Stoffel's continued hedonistic lifestyle is a symptom of a pandemic sweeping the globe: with the spread of modern medicine, the elderly continue to live longer and longer, surviving despite their deteriorating bodies and minds, and burdening society with their "needs" (Note: insulin is a privilege not a right). A person should only exist as long as he proves beneficial to his community. Schrute children adhere to this rule by the age of 6 or else they're permanently reassigned to a weaker, more tolerant family. So why can't old people abide?

Unfortunately, humanity seems to lack the backbone to demand that the elderly continue to contribute until they terminate. Instead we both indulge their laziness and demean them, locking them away in retirement homes while they slowly rot in a medicated stupor. The thought seems to be, the elderly, like most minority groups, enjoy being grouped together in a designated living area. But what if we stripped them of their pills and deprived them of their Rascal scooters, perhaps the elderly would stand up and face death like a man: head on, in a battle royal. Win or lose, they'd be more alive than they are now, even if the exertion caused them to cease living.

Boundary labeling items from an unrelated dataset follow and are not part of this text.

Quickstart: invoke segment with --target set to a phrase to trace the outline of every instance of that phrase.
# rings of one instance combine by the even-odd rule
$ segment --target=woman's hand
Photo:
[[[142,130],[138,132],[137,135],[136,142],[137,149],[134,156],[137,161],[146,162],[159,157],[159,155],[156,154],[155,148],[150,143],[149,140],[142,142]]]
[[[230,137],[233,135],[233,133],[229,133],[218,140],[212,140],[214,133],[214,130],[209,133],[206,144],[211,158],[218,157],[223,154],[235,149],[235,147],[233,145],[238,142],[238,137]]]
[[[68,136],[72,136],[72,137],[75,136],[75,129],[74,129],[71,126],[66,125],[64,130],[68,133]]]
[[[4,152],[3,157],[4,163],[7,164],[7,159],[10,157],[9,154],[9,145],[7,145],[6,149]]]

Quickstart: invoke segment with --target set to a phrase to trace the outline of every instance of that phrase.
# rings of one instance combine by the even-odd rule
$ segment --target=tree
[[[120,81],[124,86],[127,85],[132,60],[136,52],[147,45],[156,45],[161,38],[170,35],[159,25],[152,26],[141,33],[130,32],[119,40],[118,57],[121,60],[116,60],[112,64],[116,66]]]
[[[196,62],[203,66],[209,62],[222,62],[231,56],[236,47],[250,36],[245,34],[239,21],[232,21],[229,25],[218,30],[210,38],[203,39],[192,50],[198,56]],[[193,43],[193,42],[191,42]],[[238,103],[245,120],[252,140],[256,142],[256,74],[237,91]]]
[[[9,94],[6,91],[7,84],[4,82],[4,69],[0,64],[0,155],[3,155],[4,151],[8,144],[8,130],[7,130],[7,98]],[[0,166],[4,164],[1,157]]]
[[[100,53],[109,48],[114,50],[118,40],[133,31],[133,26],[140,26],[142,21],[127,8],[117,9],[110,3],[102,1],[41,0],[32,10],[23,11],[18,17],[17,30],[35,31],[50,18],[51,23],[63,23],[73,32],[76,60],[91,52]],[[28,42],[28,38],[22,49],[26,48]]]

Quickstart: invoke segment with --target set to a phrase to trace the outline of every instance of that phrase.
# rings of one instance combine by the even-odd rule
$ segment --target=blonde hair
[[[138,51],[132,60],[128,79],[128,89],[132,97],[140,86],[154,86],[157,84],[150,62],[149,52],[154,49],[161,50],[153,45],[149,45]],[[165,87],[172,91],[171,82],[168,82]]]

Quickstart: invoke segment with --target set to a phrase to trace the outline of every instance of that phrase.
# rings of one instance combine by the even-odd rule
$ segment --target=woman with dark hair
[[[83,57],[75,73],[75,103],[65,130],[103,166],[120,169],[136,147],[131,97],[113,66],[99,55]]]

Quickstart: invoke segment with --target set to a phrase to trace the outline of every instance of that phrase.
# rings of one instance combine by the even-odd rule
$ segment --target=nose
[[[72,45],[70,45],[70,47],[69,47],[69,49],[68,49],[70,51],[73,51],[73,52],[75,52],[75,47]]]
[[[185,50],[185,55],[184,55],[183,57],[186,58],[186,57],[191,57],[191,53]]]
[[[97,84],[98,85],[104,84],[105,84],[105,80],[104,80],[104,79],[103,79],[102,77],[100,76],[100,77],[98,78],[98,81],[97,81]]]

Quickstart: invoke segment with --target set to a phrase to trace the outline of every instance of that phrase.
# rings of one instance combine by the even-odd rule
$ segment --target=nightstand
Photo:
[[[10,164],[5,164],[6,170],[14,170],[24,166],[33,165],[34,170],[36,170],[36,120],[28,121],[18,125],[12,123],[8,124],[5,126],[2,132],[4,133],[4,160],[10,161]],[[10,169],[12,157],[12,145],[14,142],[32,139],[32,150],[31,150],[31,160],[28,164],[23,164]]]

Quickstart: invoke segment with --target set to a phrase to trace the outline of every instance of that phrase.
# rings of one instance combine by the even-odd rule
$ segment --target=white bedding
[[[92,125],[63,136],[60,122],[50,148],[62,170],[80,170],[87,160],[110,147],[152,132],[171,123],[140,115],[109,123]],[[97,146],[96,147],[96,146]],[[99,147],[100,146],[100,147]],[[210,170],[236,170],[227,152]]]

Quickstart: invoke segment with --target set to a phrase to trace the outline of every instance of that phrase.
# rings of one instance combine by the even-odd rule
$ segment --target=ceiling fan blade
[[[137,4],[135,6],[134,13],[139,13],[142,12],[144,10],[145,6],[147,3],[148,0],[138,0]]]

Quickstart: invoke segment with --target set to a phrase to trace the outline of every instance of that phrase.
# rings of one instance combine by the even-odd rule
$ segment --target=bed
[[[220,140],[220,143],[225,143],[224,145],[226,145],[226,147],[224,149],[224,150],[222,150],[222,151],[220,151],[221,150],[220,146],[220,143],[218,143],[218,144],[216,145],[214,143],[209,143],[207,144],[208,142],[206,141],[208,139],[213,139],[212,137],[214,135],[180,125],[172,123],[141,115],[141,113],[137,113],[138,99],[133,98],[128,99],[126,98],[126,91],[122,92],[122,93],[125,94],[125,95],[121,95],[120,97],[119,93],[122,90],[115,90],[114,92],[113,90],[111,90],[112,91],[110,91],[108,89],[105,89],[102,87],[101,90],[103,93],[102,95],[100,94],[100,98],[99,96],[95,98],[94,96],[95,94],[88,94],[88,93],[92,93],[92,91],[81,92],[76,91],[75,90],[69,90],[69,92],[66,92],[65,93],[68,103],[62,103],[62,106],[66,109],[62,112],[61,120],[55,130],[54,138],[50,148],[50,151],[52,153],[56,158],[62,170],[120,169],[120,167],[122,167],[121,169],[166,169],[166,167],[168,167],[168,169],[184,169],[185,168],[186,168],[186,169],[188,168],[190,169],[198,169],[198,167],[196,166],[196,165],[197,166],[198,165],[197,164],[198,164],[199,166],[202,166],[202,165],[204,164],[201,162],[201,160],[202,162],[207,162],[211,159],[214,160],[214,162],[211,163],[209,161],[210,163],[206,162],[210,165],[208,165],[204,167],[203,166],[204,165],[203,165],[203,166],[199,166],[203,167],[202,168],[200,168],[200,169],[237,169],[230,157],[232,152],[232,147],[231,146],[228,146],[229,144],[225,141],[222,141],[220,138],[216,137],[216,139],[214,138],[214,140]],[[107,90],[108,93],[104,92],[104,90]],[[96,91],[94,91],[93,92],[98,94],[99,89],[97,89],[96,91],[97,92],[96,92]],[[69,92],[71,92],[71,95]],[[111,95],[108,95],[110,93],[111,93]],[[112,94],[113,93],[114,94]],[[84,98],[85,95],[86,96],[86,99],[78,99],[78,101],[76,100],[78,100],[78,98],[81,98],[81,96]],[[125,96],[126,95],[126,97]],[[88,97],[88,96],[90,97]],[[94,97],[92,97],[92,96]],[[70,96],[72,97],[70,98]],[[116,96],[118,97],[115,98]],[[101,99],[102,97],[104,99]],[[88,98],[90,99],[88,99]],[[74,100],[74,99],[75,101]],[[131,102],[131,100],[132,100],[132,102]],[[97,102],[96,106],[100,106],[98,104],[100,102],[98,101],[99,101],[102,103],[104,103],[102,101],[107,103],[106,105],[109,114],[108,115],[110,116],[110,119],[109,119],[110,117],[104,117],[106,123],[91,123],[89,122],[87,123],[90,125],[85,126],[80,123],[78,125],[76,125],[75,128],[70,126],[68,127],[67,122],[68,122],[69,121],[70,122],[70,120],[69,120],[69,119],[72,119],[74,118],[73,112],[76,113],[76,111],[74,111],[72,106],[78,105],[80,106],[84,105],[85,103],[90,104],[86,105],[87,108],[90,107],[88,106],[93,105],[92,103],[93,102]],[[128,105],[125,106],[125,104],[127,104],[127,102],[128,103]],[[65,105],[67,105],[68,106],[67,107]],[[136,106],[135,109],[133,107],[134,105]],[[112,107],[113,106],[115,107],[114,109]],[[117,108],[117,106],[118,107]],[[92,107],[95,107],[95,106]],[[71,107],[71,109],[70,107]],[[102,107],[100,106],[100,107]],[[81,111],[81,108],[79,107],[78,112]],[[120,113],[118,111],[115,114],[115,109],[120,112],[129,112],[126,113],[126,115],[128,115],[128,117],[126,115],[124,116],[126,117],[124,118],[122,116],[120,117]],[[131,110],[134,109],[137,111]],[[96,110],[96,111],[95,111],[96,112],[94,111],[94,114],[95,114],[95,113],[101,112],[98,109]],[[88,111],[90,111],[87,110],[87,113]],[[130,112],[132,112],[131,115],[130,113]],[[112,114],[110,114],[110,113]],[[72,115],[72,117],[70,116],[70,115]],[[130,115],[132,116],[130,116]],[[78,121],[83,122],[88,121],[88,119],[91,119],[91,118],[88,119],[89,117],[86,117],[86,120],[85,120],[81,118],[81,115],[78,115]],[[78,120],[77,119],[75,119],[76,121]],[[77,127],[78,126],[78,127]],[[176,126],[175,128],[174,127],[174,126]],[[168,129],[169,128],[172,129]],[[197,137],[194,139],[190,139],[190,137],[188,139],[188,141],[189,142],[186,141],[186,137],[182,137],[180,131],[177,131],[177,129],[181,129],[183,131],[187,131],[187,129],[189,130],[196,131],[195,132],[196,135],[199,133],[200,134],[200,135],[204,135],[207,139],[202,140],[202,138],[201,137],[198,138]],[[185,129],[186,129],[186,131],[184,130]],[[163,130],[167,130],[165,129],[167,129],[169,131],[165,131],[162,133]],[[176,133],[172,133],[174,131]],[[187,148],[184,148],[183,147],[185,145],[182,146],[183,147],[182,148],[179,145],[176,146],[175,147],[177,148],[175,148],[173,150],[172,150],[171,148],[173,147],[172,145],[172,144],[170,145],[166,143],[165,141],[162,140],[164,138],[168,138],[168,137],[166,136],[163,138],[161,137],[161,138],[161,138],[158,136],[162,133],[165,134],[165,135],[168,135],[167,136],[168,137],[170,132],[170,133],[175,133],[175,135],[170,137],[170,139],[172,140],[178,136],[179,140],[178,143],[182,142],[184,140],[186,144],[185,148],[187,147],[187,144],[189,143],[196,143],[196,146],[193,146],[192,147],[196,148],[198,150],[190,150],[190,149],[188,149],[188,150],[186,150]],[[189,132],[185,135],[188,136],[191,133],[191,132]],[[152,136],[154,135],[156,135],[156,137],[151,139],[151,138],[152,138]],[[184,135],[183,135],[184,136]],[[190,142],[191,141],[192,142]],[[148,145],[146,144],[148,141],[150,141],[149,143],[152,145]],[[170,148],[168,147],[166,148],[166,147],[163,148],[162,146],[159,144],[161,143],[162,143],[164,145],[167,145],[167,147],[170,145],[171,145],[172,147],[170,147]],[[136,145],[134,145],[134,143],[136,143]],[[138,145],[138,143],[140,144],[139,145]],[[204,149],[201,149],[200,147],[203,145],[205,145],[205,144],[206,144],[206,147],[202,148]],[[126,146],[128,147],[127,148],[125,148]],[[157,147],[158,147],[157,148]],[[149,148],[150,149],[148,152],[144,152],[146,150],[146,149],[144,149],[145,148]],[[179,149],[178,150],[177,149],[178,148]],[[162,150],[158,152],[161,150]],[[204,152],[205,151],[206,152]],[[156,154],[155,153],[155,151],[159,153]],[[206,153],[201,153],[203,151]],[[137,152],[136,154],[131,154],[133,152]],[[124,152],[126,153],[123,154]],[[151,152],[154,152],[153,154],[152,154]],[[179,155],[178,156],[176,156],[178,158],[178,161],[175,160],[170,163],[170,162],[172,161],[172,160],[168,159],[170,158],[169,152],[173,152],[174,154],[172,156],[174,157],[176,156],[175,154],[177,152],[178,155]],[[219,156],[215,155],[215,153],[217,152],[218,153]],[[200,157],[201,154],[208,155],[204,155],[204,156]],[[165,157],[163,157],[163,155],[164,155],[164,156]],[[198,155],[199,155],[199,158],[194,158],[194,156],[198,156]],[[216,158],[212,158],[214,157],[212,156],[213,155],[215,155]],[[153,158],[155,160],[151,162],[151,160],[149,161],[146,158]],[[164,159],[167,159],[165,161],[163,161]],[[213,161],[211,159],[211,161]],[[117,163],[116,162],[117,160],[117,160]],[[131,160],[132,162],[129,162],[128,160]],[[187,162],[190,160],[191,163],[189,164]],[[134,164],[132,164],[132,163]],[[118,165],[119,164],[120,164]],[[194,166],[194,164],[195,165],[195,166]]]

I'm proposing we take all the seemingly washed-up old geezers sucking at society's teat like wrinkled old leaches and put them on some remote island. There, they would compete for survival in a format not un-like the popular television program Survivor, only there would be no challenge rewards, medical assistance, or immunity. Just old men and women working together to battle time and Mother Nature, reliving their glory days in some treacherous tropical paradise.

Some would surely die, many immediately, but at least they would die with dignity. Plus there would be those that rise to the occasion-that fight and triumph against the odds. They would of course be welcomed back to our youthful society as conquering heroes, free to live out their days however they see fit. I only pray that if my body ever shows any signs of corrosion, that I'm given such an opportunity. There's no way I'm going out like old Stoffel, annoying my relatives as I slowly expire. Better to die living my life with honor: sabotaging my opponents, crushing my competition, and surviving no matter what the costs.